Inconsistent Data

When you examine a data plot, you might find that some points appear to differ dramatically from the rest of the data. In some cases, it is reasonable to consider such points outliers, or data values that appear to be inconsistent with the rest of the data.

The following example illustrates how to remove outliers from three data sets in the 24-by-3 matrix count. In this case, an outlier is defined as a value that is more than three standard deviations away from the mean.

Caution

Be cautious about changing data unless you are confident that you understand the source of the problem you want to correct. Removing an outlier has a greater effect on the standard deviation than on the mean of the data.

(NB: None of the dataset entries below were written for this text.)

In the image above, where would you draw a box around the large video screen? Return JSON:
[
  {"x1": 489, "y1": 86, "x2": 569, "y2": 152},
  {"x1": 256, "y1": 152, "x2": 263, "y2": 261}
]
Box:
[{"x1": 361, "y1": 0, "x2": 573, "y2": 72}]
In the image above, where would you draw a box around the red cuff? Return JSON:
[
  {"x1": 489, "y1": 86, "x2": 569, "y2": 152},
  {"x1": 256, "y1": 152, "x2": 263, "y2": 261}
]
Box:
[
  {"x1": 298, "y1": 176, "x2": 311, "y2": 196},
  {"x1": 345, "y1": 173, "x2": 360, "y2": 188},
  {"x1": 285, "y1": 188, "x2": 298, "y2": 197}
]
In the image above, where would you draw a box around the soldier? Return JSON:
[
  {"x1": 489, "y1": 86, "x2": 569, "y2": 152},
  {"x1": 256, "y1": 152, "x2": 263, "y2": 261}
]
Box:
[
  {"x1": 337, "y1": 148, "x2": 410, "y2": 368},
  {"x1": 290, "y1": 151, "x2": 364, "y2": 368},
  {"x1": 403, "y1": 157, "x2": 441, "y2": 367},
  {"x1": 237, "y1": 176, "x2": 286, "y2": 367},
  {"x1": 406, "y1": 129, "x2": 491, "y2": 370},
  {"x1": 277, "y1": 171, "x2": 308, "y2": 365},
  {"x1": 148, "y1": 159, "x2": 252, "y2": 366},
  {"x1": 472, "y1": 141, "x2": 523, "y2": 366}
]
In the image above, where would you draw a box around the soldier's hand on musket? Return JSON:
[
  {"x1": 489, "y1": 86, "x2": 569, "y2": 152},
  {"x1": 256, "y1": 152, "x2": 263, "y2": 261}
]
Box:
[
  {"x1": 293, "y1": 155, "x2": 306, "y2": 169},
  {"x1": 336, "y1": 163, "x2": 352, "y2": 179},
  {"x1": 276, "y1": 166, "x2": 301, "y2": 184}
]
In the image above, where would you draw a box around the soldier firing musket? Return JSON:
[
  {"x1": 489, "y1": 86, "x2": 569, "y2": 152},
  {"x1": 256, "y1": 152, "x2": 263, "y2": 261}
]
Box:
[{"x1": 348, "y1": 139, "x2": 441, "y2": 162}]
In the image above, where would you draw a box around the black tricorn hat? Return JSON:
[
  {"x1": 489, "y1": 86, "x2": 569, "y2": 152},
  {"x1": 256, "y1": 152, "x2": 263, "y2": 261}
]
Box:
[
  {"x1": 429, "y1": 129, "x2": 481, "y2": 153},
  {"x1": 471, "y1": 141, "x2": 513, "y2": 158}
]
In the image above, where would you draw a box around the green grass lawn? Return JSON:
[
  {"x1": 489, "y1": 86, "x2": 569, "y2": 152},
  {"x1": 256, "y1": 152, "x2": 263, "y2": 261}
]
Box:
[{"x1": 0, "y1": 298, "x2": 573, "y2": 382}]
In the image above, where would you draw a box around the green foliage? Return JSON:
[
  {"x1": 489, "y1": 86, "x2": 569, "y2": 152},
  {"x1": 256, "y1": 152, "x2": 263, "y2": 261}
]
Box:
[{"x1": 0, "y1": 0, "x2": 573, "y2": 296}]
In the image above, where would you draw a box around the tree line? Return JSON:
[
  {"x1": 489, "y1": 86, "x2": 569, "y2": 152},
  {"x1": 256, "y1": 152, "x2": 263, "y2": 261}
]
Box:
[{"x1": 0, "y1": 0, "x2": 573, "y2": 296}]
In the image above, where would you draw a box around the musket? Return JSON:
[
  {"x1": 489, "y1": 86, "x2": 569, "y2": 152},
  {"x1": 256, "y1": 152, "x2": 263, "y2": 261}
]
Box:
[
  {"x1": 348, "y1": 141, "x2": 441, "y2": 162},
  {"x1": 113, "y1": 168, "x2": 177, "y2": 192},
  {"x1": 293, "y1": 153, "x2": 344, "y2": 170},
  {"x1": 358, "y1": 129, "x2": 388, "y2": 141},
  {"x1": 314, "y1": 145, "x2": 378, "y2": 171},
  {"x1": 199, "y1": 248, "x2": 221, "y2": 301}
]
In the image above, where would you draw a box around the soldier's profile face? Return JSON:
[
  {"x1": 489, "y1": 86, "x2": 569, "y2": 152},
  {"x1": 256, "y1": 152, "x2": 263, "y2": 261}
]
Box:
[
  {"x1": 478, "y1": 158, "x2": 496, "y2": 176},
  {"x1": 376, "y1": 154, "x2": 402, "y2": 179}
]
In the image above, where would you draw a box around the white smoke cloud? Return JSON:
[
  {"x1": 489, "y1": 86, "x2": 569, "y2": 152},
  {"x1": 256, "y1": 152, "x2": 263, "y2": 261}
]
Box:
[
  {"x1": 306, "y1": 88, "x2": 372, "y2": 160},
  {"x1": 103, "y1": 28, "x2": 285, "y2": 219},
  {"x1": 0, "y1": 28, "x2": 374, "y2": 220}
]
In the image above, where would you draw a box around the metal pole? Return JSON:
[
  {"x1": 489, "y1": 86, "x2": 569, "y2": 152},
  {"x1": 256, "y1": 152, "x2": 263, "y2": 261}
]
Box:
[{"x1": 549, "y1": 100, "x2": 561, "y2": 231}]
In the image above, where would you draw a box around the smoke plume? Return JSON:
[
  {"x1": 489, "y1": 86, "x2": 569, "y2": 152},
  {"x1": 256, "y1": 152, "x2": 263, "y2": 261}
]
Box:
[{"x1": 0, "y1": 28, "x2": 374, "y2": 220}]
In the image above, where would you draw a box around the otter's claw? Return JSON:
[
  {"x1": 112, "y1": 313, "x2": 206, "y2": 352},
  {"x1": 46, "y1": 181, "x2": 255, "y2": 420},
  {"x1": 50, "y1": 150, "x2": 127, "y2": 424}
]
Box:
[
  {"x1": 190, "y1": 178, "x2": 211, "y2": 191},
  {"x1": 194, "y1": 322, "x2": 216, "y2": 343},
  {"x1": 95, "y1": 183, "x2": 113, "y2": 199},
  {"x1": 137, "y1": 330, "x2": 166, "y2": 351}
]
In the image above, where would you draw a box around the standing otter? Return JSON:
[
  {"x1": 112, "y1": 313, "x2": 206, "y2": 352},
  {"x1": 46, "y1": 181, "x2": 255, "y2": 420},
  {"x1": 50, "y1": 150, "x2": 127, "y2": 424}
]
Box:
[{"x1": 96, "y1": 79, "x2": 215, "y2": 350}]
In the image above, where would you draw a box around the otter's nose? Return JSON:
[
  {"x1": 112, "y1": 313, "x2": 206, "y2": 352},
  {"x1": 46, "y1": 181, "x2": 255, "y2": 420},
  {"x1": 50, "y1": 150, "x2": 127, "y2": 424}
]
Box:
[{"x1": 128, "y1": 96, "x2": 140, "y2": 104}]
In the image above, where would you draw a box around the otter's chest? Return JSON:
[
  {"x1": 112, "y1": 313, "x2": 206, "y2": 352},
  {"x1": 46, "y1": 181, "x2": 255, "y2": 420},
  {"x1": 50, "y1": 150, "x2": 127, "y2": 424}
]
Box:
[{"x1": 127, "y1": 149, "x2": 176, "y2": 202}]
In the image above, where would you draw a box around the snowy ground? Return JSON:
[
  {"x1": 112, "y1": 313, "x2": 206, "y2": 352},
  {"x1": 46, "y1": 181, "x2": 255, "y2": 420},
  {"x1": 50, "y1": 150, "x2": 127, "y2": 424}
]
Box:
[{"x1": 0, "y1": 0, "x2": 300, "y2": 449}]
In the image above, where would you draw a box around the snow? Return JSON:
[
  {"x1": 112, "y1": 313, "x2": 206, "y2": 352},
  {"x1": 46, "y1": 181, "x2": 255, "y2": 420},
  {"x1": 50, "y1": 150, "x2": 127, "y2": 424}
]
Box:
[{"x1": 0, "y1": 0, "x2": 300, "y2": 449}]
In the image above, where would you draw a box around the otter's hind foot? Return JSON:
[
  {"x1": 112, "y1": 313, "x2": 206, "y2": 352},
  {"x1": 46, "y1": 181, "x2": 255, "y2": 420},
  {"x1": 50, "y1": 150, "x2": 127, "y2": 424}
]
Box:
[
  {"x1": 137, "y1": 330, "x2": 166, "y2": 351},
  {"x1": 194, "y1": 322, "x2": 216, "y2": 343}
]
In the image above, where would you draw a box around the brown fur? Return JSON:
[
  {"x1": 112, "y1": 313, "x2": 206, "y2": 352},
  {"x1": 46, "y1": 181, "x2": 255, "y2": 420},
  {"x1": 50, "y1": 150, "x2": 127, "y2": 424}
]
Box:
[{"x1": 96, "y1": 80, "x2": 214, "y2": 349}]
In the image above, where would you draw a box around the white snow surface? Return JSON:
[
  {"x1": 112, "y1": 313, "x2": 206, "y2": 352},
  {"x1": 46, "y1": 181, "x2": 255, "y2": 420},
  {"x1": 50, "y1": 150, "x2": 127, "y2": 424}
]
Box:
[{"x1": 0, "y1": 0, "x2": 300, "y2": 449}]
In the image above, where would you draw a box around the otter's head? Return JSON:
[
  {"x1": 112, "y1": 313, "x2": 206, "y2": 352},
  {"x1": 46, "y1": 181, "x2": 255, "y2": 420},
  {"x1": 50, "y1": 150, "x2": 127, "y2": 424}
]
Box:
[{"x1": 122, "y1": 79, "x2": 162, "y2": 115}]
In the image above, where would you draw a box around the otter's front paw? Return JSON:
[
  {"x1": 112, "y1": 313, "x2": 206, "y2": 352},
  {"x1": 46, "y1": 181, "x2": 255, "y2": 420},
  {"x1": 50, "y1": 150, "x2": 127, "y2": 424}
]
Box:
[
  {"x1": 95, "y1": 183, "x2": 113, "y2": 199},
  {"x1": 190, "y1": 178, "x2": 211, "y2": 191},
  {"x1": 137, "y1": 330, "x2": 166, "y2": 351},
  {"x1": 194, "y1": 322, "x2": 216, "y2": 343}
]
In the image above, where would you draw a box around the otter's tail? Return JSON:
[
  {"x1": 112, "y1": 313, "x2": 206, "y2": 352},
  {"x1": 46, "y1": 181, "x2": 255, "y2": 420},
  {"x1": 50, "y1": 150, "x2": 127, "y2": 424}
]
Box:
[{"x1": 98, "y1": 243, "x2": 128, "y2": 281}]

Deleting one such point leads to a smaller new standard deviation, which might result in making some remaining points appear to be outliers!

% Import the sample data
load count.dat;
% Calculate the mean and the standard deviation
% of each data column in the matrix
mu = mean(count)
sigma = std(count)

The Command Window displays

mu =
       32.0000   46.5417   65.5833

sigma =
       25.3703   41.4057   68.0281

When an outlier is considered to be more than three standard deviations away from the mean, use the following syntax to determine the number of outliers in each column of the count matrix:

[n,p] = size(count);
% Create a matrix of mean values by
% replicating the mu vector for n rows
MeanMat = repmat(mu,n,1);
% Create a matrix of standard deviation values by
% replicating the sigma vector for n rows
SigmaMat = repmat(sigma,n,1);
% Create a matrix of zeros and ones, where ones indicate
% the location of outliers
outliers = abs(count - MeanMat) > 3*SigmaMat;
% Calculate the number of outliers in each column
nout = sum(outliers) 

The procedure returns the following number of outliers in each column:

nout =
       1    0    0

There is one outlier in the first data column of count and none in the other two columns.

To remove an entire row of data containing the outlier, type

count(any(outliers,2),:) = [];

Here, any(outliers,2) returns a 1 when any of the elements in the outliers vector are nonzero. The argument 2 specifies that any works down the second dimension of the count matrix—its columns.